WI more aluminium used in cars.

I'm thinking of Australia specifically, since we have lots of aluminium but I suppose the same could apply to American cars since they are of similar conception. WI govts from about the 50s pushed/mandated the use of aluminium in mass produced cars? Lots of engine parts in Australian and US cars were made of cast iron but could have been made of aluminium (heads, manifolds etc), and I think a lot of other iron/steel parts could be made of aluminium with no adverse effect. How would the 1973 oil crisis look if our average car was a few hundred kilos lighter and more efficient? How fast would muscle cars get if aluminium heads were standard rather than an exotic option, and they were lighter in construction?
 
That thing is pig ugly, and way out there even for 1933. Non conventional cars tend to not do that well in conservative markets like the US and Australia, look at the Corvair for example.

I was thinking more along the lines of GM, Ford and Chrysler using aluminium for everything that bolts onto the iron block from the early 60s onwards. They could start with manifolds, timing covers and water pumps and move onto cylinder heads. I'm not too sure but I think aluminium heads have better heat transfer characteristics than iron heads and allow higher compression with unleaded fuels. So this could mean that those slugish, fuel-guzzling, low-compression engines of the early 70s don't get quite so bad.

Similarly using aluminium instead of steel for other componentry, so that by the early 1970s cars are lighter than their predecessors despite being bigger.
 
That thing is pig ugly,
:eek: I disagree! I think it's very attractive! :cool:

and way out there even for 1933. Non conventional cars tend to not do that well in conservative markets like the US and Australia, look at the Corvair for example.
All too true. The Chrysler Airflow is an excellent example. And the Dymaxion definitely couldn't make it with that real wheel steering.

My scenario is something like; as a compromise, the Dymaxion is produced as a front-wheel drive/steering car, instead of rear-wheel steering. Only a small number of cars are sold (2,000 a year may be optimistic), but is widely used as an advertising vehicle, also receives a large amount of press from racing success and various publicity stunts. Sales are still slow, other than a dedicated niche market, but the other manufacturers take note of the Dymaxion's superior speed and efficiency and follow suit by using aluminum in several high-end saloons and sports cars. By WWII, almost all high-end cars have aluminum bodies. Wartime shortages reroute all aluminum production to making military equipment. Higher aluminum production (higher because of increased use of aluminum in automobile production) means more aircraft engines are made of aluminum. It goes from there.
 
I was thinking more along the lines of GM, Ford and Chrysler using aluminium for everything that bolts onto the iron block from the early 60s onwards.
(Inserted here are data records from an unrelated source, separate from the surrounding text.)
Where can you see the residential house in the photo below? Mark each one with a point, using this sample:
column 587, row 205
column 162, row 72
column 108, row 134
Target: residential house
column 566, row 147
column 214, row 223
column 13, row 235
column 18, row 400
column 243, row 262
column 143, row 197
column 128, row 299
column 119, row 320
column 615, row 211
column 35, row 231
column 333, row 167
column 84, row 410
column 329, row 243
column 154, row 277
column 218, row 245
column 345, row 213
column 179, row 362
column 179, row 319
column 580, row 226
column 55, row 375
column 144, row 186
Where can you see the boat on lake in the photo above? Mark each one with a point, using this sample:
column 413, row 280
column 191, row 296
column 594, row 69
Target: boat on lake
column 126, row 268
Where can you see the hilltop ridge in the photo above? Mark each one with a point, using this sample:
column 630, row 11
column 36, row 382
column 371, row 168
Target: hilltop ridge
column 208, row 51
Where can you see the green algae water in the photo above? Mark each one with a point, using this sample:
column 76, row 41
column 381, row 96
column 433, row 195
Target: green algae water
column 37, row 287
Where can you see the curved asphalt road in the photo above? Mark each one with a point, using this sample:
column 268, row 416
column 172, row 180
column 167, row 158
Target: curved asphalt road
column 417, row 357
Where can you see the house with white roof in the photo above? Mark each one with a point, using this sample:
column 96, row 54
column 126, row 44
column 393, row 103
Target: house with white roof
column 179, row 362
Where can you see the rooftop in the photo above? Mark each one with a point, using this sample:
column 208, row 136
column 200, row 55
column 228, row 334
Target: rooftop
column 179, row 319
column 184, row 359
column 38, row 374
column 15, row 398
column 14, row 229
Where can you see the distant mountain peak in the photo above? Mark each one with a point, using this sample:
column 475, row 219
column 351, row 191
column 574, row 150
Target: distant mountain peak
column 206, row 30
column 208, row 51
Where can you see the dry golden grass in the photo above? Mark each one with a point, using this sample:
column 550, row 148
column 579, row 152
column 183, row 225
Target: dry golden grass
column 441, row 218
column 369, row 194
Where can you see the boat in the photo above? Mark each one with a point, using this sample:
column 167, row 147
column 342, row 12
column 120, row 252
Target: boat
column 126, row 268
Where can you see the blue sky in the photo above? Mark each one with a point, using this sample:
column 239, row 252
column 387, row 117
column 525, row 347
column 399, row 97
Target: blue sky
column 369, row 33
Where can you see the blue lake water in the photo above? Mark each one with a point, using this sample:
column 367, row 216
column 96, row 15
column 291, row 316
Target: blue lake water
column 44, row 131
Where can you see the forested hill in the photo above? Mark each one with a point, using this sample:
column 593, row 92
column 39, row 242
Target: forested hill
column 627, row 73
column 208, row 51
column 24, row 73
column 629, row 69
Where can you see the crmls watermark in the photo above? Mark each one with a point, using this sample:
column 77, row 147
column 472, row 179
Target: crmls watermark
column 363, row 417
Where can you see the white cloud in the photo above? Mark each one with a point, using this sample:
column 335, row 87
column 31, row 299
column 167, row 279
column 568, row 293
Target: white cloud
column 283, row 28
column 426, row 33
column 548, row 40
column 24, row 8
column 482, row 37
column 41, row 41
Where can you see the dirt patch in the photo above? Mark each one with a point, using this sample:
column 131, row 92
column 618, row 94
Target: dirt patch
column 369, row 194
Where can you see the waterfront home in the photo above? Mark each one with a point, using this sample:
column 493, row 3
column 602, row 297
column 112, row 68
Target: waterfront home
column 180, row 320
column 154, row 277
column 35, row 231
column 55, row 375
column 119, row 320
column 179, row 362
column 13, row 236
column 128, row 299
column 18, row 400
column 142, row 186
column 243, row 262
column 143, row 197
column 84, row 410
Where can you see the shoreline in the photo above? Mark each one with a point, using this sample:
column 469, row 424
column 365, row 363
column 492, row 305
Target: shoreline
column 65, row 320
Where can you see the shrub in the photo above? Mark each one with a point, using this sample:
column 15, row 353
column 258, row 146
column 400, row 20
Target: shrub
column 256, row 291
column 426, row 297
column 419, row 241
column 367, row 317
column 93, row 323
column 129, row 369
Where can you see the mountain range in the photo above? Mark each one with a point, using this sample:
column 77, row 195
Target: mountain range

When did people first realise that bolting aluminium directly to steel/iron causes electrolytic corrosion? If you start trying to produce cars before anyone in the design shops realises how the two base elements interact you could end up with several very expensive lawsuits that could discredit the idea as far a the public and media are concerned.
 
When did people first realise that bolting aluminium directly to steel/iron causes electrolytic corrosion? If you start trying to produce cars before anyone in the design shops realises how the two base elements interact you could end up with several very expensive lawsuits that could discredit the idea as far a the public and media are concerned.

He's quite right. That was the biggest problem with aluminum heads on cars - they didn't last. The Chevrolet Vega was another example of this - the engines in those could destroy themselves in as little as 50,000 miles.
 
I had an aluminium V8 manifold corrode out after 20 years, that's not too bad going. If the govt was giving the manufactuers a bit of a nudge in order to use some of the large aluminium production (especially in Australia) locally these sorts of problems can be overcome.